I placed the dish in the oven, and as its scent began to waft throughout the house, I stood in the kitchen reading timidly:

Nikka, nakka, kolba,
min. You and I shall live as kin.”
I could feel my cheeks heat with embarrassment. Yet, underneath, there was a push to make the words my own. I tried it again to see if my mouth could find a comfort with it.

Nikka, nakka, kolba, min
. You and I shall live as kin.”
As I spoke, I imagined the scent traveling through the apartment as some kind of beacon, welcoming the entities into our home. The kitchen was quiet, save the hum from the cat's electric water fountain. What was I waiting for anyway? It wasn't like they were going to pop out of the elevator and ring the freaking doorbell, right? Moving into the living room, I checked the clock: 11:58. Lighting three candles on the coffee table, I set down an offering of ground ginger in one of my father's antique eggcups.

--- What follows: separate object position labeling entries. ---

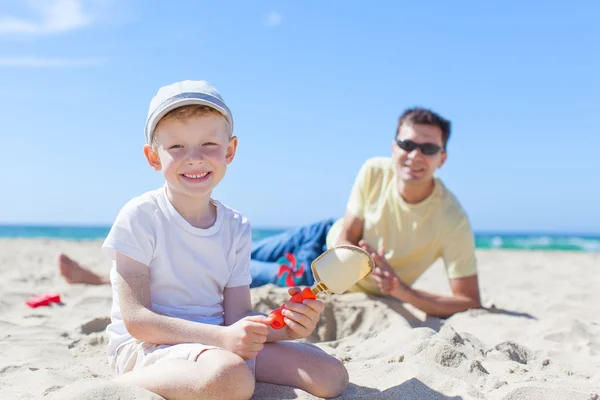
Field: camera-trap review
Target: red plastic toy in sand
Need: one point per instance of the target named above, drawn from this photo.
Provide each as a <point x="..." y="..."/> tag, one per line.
<point x="44" y="300"/>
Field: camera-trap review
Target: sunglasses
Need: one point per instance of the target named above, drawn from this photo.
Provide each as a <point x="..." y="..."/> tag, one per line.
<point x="428" y="149"/>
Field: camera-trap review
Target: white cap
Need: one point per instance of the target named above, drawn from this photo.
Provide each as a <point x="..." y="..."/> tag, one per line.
<point x="180" y="94"/>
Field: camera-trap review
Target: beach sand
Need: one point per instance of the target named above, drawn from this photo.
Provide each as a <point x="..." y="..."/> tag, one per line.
<point x="541" y="339"/>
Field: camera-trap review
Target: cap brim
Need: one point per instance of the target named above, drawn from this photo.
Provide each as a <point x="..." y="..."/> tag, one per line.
<point x="185" y="99"/>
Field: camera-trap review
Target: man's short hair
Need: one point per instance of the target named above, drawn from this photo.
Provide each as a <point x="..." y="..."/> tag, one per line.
<point x="425" y="116"/>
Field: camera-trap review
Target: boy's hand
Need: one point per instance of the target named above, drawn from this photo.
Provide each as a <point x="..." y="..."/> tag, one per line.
<point x="301" y="318"/>
<point x="247" y="336"/>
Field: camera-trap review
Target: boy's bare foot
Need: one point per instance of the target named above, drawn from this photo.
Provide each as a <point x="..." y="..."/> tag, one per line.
<point x="75" y="273"/>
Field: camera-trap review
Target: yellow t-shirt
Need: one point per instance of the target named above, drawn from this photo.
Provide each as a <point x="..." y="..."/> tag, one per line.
<point x="413" y="236"/>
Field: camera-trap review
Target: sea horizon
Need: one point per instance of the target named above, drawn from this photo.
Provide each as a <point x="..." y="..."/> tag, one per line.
<point x="484" y="239"/>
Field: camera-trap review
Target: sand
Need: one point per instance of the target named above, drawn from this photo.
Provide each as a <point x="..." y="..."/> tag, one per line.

Book in hand, I faced north—toward the new bagel place in my neighborhood, Fort Tryon Park, and the George Washington Bridge—and read:
From the land of exotic snow crystals,
From the dark green forests and the whitest of snow,
I bid all faeries welcome here.
I went to each of the four directions in turn, summoning the creatures as the spell directed. Conway had suggested concluding with an ancient seers' method to catch a glimpse of any faeries that might have entered the room during the reading, so peeking to be sure Eric wasn't watching, I lifted my right leg off the floor and stood on my left, while holding my right arm out straight from my body, my left arm at my side. My right eye was supposed to be entirely closed, while my left was allowed to squint. I managed to get myself in position and stood there wobbling for a full minute, spying around the room with my squinting eye. I felt completely ridiculous. Faeries aren't stupid. I felt like a five-year-old who covers both eyes, shouting, “I'm invisible, I'm invisible!” Disappointed, I blew out the candles, placed an eggcup filled with freshwater by each of our two faery homes, and crawled into bed.

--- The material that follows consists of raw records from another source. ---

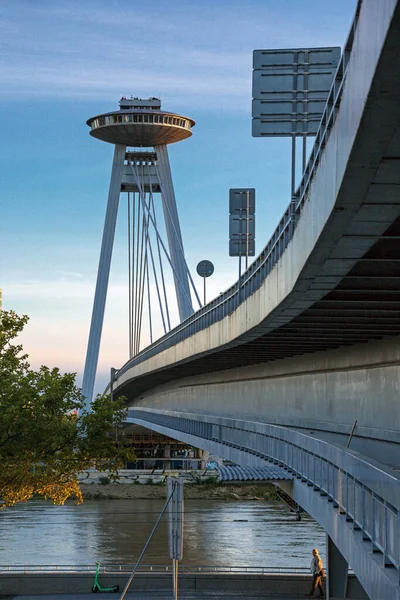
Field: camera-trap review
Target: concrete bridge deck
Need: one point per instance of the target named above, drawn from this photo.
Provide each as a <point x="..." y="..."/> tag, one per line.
<point x="281" y="366"/>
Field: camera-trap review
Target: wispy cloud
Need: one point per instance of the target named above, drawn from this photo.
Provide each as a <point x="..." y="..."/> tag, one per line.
<point x="92" y="49"/>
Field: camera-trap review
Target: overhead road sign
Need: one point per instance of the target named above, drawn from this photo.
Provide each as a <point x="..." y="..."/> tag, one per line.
<point x="290" y="90"/>
<point x="242" y="206"/>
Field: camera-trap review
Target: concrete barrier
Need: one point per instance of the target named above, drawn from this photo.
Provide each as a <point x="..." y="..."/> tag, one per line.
<point x="70" y="583"/>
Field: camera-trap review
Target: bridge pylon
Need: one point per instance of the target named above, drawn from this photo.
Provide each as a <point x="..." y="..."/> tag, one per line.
<point x="140" y="132"/>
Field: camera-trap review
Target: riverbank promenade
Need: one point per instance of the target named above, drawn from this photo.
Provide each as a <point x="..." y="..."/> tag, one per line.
<point x="159" y="595"/>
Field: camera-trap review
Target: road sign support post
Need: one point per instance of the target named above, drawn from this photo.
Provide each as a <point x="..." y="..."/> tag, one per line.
<point x="205" y="269"/>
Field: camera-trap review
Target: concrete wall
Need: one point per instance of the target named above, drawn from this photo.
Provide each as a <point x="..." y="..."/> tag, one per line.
<point x="347" y="165"/>
<point x="80" y="583"/>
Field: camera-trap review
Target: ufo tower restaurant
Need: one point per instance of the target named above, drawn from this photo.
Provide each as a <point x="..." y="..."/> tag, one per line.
<point x="140" y="132"/>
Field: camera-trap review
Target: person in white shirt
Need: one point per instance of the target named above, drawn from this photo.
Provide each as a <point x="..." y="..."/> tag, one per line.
<point x="317" y="571"/>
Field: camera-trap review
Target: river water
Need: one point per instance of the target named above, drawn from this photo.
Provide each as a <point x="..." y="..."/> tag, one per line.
<point x="216" y="532"/>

The next morning I noticed a fruit fly in the bathroom, buzzing around my head. I usually only spotted them in the kitchen, or on rare occasions when they strayed as far as the living room. I'd read that faeries often shape-shift, and that one can differentiate faery from nonfaery by determining whether the animal or insect is behaving abnormally. But was this fruit fly behaving erratically? It kept dive-bombing my head, which was getting pretty annoying, but without an entomologist present, I was at a loss.
As I moved into the bedroom to get dressed, I was surprised to see a starling perched on the railing of the fire escape. Not a pigeon, a starling. I parted the sheer curtains, and it looked back at me until Willoughby the cat began to make her precursory chirping noises. At which point I burst into laughter and the bird flew away. Later, when I came home from work, I made sure to follow another piece of faery advice: don't acknowledge your house faeries directly. They don't like it. So I decided it would be best to check in with the cat.
“Hi, Willy girl! Were you a good girl today? Did you have fun hanging out with our
new friends
?” I looked at her expectantly. She had nothing to say for herself.
On Wednesday a heavy thermos fell from the top shelf of the cupboard when I opened it to grab a cereal bowl. As it came crashing down, just missing the cat's water, not to mention my toes, it made a real racket, and I let out a little scream of surprise.
Again I turned to my feline friend.
“Willy. Kitties are supposed to see these things. Tell Mommy if it was a faery.”
She tilted her little black head at me, her green eyes questioning.
“Willy. Blink once if it was a faery,” I commanded.